I have something to confess: I’ve never been much of a theatre person. The thought of seeing a live play seems so boring. And the idea of being trapped in a theater for an unknown length of time make me a bit anxious. So when I was invited to attend the performance of Crumble (Lay Me Down, Justin Timberlake) at Sacred Fool Theatre Company, and then to speak on a panel after the performance, I was immediately wary. Plus the panel was going to take place way beyond my bedtime virtually ensuring I’d struggle just to keep my eyes open.

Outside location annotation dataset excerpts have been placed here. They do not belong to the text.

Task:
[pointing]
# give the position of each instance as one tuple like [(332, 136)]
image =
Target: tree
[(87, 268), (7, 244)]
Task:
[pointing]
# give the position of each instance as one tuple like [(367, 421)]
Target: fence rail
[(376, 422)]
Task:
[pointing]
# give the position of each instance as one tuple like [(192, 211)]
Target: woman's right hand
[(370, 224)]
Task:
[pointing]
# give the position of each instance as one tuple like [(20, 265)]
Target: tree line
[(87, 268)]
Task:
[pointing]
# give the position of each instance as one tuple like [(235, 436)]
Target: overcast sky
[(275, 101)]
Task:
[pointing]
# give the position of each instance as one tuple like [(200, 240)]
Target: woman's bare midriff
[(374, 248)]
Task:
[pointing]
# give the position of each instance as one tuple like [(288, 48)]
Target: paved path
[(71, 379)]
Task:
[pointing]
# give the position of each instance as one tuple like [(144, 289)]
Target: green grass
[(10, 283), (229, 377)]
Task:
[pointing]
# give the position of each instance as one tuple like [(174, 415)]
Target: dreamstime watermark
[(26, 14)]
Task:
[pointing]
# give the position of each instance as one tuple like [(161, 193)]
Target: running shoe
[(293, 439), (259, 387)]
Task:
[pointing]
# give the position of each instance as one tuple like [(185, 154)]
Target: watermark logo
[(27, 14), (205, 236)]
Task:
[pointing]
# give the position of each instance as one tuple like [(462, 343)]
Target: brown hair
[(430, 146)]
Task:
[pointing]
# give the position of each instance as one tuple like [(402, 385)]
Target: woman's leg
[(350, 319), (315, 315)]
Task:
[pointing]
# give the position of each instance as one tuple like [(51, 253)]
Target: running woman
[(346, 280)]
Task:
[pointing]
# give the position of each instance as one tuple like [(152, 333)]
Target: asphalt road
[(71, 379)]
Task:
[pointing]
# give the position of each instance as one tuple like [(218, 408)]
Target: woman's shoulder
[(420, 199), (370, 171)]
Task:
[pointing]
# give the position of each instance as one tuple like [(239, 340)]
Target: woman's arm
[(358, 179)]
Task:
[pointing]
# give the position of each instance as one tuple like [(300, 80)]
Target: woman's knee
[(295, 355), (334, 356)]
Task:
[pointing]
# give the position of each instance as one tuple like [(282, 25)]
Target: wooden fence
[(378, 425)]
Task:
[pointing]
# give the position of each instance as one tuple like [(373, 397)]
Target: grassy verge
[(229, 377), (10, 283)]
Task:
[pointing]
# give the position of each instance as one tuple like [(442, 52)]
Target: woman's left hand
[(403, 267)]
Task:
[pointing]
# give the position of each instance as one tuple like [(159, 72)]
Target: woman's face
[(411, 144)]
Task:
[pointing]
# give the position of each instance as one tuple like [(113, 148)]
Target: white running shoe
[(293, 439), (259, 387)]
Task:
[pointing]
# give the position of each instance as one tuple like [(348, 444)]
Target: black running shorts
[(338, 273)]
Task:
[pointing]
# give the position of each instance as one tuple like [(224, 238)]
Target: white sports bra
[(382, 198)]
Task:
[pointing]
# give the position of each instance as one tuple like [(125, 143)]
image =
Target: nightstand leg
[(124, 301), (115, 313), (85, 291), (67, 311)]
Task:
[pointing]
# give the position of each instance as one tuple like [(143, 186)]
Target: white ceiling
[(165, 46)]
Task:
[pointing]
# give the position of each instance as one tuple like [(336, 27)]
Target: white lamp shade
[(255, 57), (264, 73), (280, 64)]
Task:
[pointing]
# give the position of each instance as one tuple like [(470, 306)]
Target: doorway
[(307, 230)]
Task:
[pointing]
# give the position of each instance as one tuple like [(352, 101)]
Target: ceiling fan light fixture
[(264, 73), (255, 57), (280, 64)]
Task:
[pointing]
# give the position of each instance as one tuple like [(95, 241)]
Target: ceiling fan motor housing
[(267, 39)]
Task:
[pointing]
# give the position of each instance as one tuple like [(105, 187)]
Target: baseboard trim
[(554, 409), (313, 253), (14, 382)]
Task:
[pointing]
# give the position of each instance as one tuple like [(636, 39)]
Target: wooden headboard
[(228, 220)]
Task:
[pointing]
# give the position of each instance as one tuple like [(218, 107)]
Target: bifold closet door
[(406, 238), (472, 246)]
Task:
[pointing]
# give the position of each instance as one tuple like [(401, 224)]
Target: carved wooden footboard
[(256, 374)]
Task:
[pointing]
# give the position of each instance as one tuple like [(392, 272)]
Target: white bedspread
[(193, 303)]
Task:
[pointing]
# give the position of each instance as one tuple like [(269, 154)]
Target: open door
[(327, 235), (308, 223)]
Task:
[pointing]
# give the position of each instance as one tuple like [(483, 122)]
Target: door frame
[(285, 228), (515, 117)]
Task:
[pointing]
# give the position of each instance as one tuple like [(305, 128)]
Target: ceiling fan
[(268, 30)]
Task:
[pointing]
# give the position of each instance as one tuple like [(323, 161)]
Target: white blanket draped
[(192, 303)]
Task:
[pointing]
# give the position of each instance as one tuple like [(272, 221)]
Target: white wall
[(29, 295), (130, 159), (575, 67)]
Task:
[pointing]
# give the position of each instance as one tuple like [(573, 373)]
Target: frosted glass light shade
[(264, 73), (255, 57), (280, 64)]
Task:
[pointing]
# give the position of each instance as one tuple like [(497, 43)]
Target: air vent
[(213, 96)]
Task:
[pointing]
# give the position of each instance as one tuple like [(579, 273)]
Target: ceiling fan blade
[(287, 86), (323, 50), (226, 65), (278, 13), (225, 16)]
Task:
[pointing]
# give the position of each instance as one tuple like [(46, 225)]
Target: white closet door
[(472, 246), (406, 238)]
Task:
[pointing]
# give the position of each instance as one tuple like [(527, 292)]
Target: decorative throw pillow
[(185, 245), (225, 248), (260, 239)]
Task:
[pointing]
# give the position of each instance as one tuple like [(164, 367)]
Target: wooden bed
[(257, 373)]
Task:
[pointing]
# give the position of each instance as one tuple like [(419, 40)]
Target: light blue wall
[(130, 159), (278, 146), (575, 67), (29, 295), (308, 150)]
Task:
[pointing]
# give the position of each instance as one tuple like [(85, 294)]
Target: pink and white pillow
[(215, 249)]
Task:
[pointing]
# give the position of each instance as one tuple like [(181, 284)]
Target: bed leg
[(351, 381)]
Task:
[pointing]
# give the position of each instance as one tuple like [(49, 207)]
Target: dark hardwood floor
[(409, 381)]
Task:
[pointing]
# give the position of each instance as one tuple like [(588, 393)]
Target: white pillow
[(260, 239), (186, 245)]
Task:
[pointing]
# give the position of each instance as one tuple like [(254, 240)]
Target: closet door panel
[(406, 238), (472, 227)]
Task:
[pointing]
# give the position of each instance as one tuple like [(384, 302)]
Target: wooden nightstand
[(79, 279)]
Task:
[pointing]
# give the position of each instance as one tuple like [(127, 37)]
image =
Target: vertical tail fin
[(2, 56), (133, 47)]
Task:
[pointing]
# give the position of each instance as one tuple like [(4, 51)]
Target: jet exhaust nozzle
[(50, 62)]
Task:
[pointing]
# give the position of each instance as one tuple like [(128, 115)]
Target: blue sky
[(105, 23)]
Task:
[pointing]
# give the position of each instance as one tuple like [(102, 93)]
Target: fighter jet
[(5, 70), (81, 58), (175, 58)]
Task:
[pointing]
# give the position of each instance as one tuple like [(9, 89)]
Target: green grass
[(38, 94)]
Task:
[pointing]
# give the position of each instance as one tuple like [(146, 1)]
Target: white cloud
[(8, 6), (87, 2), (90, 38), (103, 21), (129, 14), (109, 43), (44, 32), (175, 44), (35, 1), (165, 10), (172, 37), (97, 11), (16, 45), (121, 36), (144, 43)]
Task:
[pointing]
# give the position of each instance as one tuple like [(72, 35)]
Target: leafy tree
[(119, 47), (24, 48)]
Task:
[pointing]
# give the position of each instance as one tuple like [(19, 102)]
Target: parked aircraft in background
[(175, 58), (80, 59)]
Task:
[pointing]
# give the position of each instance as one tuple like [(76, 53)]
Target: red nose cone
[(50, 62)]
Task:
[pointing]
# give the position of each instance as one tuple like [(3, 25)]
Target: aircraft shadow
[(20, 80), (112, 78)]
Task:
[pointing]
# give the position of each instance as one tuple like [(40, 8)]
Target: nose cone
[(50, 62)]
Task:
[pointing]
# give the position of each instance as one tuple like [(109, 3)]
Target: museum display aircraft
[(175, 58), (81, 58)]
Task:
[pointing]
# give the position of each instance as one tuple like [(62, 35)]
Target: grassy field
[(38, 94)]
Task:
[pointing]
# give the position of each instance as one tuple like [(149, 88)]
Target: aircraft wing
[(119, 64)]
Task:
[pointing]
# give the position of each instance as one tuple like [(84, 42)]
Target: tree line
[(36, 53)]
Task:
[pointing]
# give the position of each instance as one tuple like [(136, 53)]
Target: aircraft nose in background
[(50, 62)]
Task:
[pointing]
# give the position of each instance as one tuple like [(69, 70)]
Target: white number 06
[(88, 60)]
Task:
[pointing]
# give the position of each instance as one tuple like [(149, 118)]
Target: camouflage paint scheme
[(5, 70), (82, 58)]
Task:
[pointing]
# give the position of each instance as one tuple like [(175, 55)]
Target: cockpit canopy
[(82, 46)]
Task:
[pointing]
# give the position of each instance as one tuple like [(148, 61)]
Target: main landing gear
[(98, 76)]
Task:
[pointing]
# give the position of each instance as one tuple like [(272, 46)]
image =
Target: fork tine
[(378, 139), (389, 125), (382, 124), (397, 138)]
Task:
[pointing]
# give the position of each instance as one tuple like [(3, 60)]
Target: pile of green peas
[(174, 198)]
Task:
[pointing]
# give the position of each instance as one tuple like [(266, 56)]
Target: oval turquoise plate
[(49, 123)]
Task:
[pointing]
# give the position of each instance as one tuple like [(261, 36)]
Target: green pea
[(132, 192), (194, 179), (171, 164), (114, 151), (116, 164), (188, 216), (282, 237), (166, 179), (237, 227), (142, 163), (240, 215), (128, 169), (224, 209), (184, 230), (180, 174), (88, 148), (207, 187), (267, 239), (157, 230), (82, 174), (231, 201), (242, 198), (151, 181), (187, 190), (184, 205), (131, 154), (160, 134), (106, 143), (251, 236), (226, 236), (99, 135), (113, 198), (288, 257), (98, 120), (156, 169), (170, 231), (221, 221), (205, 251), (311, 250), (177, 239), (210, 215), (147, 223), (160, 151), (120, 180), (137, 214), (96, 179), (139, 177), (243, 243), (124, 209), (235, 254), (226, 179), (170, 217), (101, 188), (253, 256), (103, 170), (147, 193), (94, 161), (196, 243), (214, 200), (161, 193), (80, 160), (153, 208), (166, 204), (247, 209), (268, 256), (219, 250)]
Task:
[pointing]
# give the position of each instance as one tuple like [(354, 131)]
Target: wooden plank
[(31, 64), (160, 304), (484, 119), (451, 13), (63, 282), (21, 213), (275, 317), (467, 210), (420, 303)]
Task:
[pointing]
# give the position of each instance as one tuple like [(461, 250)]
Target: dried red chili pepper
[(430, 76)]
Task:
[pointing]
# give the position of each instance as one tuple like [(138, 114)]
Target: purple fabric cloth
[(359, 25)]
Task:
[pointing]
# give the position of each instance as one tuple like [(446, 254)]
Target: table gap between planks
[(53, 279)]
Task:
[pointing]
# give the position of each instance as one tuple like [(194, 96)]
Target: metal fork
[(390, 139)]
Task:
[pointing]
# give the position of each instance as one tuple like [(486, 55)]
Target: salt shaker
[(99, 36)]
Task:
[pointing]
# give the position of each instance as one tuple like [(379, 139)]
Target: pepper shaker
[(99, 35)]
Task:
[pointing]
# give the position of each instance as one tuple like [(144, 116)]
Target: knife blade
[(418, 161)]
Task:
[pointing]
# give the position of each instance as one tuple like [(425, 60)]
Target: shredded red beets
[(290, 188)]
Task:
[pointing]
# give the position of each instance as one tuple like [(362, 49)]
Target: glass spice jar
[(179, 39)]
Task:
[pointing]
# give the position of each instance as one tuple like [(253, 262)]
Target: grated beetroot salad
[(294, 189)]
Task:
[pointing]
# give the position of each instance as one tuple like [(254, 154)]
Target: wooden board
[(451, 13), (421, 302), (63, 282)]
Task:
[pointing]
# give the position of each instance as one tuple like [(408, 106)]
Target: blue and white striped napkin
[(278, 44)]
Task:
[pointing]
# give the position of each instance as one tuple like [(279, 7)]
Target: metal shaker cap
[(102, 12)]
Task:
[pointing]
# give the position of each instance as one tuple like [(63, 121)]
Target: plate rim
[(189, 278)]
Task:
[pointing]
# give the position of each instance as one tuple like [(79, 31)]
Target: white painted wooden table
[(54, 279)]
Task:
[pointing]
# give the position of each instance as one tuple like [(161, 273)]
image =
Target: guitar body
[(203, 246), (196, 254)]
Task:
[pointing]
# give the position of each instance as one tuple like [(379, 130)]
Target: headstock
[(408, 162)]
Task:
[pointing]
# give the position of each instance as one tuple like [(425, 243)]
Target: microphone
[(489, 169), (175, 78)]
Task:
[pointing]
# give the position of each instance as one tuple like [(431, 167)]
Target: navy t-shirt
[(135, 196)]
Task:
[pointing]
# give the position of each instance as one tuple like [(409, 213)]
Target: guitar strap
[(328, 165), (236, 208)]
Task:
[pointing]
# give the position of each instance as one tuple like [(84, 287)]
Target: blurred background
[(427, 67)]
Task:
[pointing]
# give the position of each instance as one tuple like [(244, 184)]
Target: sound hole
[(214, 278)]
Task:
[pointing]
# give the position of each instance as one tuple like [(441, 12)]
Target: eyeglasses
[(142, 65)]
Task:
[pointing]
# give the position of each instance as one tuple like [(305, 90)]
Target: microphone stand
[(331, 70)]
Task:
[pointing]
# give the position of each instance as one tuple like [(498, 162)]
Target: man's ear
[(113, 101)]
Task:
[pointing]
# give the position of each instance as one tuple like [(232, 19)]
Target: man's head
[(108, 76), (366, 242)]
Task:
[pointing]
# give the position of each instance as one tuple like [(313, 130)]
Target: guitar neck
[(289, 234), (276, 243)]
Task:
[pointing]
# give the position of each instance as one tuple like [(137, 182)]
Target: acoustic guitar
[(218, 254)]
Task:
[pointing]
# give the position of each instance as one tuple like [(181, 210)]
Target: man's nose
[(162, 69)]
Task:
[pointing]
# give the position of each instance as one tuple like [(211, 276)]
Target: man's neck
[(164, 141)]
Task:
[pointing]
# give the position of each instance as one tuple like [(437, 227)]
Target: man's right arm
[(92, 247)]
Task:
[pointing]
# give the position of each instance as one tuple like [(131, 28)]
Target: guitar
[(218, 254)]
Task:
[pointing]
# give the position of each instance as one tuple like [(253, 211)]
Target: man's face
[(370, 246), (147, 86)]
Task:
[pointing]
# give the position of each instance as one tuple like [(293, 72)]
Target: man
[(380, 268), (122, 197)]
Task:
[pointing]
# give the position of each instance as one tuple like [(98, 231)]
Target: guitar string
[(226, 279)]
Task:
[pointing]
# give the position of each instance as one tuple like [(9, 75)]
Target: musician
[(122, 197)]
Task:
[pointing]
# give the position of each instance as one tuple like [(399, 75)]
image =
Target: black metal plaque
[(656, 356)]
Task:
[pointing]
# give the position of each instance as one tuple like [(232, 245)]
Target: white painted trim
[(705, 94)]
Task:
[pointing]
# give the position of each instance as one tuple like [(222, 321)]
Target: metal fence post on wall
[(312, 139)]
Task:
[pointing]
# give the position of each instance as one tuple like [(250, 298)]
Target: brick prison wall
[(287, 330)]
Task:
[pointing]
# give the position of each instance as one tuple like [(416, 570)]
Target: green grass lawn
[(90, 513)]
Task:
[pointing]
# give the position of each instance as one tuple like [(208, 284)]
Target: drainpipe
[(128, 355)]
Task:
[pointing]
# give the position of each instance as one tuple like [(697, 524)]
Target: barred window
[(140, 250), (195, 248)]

Nevertheless, my husband and I went to the performance and as a result, I am a changed person. The play and performances were fantastic but there was something about seeing it in person, live, that really created an energy and made it easier to connect to the material and the actors. The play was about a mother and daughter over the holidays who are coming up on the year anniversary of their husband/father’s death. Loss, grieving and coping, or lack of coping were main themes in the play, along with the idea of family and the coming together and the divide that can occur with a major family tragedy.
Here we are now in the midst of the holidays and seeing this play and speaking on the panel reminded me of how difficult this time of year can be. My husband and I lost his grandmother a few years back who he was very close to. His grandmother was a well-respected Los Angeles lady about town, almost what you’d call a socialite. Every holiday she would feel the need to go on a driving tour throughout Los Angeles to tip the staff at her country club, her door men, and the hosts at her favorite restaurants. My husband and I would go with her a bit sheepishly and find the whole ritual a bit obnoxious and silly. But now we don’t have anyone in our lives who does this kind ritualistic tipping and we realize it’s like a lost art. There is so much we would be willing to give to partake in this ritual with grandma just one more time.
We all have stories like this one about our loved ones who have passed or who are just too far away to spend the holidays with. It can tend to feel like an open space where it should be filled. Maybe it’s because they where the one who always decorated the tree, or made the pie, or tipped the random stranger. Try to fill that space in memory of the one who can no longer be there by baking that pie in their honor with their recipe. My husband and I do not have a country club, or door men, so we’ll have to come up with the current version of tipping for the holidays. Any suggestions out there would be welcomed!